Incoming students have several financial aid options at Stanford to make their college choice a reality. For parents with annual incomes below $125,000 and typical assets, Stanford expects no tuition payments. With parental incomes below $65,000 Stanford expects no tuition, room or board payments.
Currently, 77 percent of Stanford undergraduates graduate with no student debt.
Families with incomes at higher levels may also qualify for financial assistance, especially if more than one family member is enrolled in college. Annual costs for a typical Stanford student total roughly $65,000 before financial aid.
Most graduate students at Stanford need help to pay for their educational expenses. Sources of funding range from government agencies, employers, and foundations to academic departments and schools. Financial assistance can be divided into three broad categories:
Grants, Scholarships and Fellowships — Does not need to be repaid upon completion of enrollment.

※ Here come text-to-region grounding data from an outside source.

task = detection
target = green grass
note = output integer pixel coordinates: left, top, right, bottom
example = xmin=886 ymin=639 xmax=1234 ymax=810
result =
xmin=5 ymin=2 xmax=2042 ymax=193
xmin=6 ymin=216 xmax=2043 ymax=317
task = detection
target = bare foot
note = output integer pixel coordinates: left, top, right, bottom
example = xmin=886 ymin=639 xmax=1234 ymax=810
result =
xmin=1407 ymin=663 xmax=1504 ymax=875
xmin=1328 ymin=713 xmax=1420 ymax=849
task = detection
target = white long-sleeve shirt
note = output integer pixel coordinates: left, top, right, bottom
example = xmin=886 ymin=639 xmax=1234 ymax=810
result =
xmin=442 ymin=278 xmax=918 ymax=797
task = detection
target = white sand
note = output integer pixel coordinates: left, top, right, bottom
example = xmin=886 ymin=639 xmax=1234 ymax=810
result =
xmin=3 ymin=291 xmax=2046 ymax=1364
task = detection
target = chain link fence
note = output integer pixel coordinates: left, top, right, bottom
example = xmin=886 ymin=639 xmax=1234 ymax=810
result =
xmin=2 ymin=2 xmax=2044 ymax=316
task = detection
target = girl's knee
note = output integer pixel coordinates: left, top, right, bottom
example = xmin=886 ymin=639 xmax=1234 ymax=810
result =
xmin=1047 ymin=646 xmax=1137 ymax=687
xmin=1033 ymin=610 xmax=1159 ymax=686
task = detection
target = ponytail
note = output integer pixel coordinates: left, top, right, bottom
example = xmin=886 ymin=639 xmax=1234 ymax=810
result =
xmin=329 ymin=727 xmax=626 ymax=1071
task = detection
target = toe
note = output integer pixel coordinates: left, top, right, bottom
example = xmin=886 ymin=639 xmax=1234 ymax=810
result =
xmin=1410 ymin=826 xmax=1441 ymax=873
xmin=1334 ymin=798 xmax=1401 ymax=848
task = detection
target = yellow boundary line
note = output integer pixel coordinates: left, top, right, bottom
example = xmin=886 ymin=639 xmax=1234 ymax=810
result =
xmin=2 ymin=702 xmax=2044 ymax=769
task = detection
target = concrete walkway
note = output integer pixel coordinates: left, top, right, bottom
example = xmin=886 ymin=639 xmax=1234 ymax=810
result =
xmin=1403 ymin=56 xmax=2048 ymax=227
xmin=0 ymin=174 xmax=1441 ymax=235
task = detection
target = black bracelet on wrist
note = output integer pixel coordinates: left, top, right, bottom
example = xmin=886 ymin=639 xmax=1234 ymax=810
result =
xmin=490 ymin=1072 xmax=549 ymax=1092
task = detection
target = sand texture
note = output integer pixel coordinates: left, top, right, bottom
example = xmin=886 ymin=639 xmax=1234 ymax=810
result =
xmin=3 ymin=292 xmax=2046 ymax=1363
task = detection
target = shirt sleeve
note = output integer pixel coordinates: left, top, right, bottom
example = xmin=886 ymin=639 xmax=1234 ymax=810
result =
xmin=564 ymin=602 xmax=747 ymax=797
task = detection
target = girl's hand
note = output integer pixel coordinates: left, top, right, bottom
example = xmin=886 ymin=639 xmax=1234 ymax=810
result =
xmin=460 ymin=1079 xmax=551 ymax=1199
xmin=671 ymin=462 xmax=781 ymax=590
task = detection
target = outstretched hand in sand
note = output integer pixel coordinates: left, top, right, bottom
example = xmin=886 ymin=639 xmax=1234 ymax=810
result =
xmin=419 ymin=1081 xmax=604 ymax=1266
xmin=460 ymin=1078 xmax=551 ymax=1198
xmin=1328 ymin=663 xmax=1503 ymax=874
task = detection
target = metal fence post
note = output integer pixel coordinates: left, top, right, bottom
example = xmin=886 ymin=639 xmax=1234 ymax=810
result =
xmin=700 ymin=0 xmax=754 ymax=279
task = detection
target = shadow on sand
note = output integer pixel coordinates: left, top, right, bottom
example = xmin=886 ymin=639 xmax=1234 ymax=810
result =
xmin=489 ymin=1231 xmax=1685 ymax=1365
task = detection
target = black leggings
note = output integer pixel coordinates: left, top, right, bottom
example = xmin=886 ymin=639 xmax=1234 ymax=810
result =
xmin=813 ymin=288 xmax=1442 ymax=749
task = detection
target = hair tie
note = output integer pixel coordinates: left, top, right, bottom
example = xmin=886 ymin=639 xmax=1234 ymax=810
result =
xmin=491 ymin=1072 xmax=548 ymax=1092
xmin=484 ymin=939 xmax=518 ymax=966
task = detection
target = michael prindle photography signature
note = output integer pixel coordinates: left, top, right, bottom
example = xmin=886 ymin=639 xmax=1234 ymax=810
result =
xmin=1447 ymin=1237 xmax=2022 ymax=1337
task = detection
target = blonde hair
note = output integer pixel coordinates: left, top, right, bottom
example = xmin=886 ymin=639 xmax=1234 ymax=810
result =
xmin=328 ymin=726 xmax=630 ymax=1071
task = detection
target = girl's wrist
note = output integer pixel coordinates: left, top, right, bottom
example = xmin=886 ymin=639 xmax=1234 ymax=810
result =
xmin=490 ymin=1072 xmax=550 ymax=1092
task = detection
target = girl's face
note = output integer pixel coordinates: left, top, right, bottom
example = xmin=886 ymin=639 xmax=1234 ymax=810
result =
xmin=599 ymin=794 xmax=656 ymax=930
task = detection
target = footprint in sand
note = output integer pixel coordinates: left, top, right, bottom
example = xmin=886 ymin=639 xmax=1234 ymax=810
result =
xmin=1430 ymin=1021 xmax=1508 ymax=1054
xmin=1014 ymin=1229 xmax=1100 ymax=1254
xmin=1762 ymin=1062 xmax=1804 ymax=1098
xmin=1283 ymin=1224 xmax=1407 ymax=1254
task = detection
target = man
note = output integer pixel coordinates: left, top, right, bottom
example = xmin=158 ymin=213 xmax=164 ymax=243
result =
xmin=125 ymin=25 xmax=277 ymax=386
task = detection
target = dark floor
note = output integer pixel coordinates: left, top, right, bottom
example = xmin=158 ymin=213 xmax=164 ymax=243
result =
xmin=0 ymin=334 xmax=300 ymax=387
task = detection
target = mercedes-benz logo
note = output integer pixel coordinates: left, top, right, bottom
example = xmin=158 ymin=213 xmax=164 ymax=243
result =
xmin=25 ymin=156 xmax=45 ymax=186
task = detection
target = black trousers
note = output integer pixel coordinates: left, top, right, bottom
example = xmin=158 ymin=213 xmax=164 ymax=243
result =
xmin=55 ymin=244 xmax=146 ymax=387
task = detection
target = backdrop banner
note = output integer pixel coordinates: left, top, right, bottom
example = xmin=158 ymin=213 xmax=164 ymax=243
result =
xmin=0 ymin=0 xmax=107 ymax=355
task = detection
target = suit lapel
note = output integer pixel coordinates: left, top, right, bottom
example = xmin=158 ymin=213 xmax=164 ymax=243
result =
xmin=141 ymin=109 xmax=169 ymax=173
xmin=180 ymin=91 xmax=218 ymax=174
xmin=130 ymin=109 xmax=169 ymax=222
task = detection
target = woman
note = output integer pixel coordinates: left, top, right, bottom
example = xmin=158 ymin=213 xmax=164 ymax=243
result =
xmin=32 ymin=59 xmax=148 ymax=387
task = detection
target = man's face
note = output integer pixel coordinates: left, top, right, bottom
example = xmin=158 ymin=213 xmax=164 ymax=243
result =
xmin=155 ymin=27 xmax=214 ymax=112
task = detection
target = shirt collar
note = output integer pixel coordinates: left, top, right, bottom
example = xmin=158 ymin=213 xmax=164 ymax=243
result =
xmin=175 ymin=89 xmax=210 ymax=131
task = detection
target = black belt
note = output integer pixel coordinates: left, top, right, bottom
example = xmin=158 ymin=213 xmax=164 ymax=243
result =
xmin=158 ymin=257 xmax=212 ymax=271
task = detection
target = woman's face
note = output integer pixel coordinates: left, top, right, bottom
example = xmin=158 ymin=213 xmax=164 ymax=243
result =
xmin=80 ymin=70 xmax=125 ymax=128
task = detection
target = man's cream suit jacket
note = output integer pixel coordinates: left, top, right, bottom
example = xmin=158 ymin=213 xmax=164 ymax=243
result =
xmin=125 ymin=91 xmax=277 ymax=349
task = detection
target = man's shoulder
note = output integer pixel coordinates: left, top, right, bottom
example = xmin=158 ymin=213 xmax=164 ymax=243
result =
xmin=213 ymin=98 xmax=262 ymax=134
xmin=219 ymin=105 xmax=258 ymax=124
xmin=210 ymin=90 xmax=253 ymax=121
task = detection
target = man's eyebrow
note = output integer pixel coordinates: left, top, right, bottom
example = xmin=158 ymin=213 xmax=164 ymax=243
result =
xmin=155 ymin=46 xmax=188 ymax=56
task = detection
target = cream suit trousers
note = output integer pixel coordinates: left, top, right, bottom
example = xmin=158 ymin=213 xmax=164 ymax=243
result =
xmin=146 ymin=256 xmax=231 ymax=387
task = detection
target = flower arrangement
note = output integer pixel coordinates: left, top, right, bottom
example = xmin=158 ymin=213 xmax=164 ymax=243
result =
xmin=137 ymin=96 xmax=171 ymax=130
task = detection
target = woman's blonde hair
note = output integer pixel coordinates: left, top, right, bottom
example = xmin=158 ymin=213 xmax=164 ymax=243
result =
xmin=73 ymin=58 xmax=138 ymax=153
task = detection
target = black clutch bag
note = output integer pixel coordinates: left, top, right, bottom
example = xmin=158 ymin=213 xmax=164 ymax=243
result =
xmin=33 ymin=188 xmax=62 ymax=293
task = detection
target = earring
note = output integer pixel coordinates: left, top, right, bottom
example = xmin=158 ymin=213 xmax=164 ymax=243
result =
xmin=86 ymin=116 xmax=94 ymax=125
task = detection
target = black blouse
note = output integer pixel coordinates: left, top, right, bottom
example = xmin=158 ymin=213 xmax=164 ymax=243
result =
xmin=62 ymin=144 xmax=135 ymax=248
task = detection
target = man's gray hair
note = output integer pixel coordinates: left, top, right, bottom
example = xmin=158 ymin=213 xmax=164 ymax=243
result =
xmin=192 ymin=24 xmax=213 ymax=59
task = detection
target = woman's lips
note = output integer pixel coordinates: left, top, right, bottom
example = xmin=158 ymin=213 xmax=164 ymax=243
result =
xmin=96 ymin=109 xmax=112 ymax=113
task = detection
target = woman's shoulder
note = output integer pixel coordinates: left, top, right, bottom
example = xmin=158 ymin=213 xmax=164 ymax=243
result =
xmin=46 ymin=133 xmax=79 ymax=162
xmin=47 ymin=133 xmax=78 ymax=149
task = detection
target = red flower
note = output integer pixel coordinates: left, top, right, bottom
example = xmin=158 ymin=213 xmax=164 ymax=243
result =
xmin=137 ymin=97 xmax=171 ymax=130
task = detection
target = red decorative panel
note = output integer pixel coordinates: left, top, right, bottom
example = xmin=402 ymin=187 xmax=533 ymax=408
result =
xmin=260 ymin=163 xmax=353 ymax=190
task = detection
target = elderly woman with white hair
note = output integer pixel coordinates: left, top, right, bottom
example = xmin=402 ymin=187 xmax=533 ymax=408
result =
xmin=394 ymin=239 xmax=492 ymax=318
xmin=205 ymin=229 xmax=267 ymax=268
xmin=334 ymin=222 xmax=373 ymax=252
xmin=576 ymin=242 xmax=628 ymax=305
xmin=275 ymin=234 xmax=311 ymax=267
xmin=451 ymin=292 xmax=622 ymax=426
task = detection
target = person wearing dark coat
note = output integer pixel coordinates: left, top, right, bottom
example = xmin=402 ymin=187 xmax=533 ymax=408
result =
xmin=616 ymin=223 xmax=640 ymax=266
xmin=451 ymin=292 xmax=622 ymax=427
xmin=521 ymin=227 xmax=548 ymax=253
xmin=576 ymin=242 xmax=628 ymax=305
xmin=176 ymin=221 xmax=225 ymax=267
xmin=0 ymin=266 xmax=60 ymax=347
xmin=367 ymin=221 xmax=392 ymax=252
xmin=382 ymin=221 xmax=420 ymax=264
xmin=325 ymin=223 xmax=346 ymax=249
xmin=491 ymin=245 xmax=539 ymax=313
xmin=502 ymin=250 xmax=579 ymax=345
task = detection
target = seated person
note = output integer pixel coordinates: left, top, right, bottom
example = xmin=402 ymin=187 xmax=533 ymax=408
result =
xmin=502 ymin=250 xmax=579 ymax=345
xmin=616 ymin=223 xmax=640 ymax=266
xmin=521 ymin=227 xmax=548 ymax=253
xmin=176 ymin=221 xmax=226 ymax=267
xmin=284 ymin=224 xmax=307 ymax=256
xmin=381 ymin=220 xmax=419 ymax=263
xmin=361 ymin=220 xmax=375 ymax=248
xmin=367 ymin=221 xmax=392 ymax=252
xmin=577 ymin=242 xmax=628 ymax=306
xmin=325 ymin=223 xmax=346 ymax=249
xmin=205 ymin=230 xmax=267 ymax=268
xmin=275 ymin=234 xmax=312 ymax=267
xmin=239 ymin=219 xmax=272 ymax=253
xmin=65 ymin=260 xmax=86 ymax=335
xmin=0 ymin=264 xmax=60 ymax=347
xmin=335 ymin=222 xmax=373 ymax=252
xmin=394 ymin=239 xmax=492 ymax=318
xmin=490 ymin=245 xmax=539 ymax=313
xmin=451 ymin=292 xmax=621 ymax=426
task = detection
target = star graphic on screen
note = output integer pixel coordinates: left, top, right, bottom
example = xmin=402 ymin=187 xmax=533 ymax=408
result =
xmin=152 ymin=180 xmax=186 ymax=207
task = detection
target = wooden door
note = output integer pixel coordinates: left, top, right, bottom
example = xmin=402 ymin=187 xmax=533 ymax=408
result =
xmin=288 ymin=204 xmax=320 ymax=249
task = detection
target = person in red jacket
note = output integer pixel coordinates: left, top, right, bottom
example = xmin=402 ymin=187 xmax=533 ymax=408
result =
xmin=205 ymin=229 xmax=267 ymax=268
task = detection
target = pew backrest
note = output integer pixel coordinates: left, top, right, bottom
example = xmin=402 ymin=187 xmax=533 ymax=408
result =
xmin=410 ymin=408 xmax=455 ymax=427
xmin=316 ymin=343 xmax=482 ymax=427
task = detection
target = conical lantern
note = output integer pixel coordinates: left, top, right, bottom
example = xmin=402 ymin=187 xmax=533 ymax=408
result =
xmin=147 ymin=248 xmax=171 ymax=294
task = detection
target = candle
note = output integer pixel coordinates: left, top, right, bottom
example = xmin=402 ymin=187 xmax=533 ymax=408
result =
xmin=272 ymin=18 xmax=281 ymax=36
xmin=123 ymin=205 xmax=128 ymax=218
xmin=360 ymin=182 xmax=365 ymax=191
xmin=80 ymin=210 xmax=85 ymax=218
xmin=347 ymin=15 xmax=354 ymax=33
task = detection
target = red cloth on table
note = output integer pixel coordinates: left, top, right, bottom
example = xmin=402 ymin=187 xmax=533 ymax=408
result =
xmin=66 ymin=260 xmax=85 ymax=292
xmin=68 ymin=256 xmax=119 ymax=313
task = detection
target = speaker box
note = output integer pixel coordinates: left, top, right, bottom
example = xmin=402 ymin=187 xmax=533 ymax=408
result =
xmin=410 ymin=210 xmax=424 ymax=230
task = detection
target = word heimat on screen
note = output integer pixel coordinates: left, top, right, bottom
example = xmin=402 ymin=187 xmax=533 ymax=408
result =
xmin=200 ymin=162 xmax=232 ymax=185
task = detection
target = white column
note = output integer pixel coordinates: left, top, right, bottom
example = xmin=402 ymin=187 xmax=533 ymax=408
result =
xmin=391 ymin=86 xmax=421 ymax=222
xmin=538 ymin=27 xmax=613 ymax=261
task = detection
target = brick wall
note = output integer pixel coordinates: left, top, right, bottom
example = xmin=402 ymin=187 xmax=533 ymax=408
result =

Loans — Funds advanced to you by a governmental or private lender, to be repaid (or possibly forgiven) after graduation.
Earnings — Wages paid for research, teaching or other work performed during enrollment.
We strongly recommend that you investigate all possible funding options in order to maximize your grants and scholarships and minimize loan obligations.
Stanford Graduate Fellowships. These support 65-70 engineering graduate students. Note that all offers of financial aid to grad students are included in the department's offer of admission. No separate application is required or accepted.
Knight-Hennessy Scholars. This Stanford scholarship program awards up to 100 high-achieving students every year with full funding to pursue a graduate education at Stanford. To be considered, you must apply to Knight-Hennessy Scholars and separately apply to the department where you would like to study.
All SoE PhD students who are in good standing relative to their PhD program requirements should be funded to the department’s 20-hour RA level (which provides full payment of tuition and a salary/stipend consistent with the SOE-recommended minimum stipend). Arranging for this funding is the responsibility of the department and the faculty PhD advisor and can include fellowships, research assistantships, training grants, and teaching assistantships.
Often, our PhD students apply for and may receive individual fellowships that can reduce the department’s or advisor’s cost of funding. In these cases, the guarantee of funding to the student will include the fellowship award and additional support from the department/advisor to reach the department-standard level. For educational purposes, departments and advisors may encourage their students to apply for such fellowships and provide resources to strengthen their applications; however, no department or faculty member may require students to obtain external individual funding or to “self-fund” as a condition of admission, entry to or continuation in the PhD program.
Stanford has a limited amount of financial aid for international students. International students needing assistance must make that indication on the admission application. Applicants who are admitted with eligibility for aid will be awarded assistance from institutional funds based on their family financial circumstances.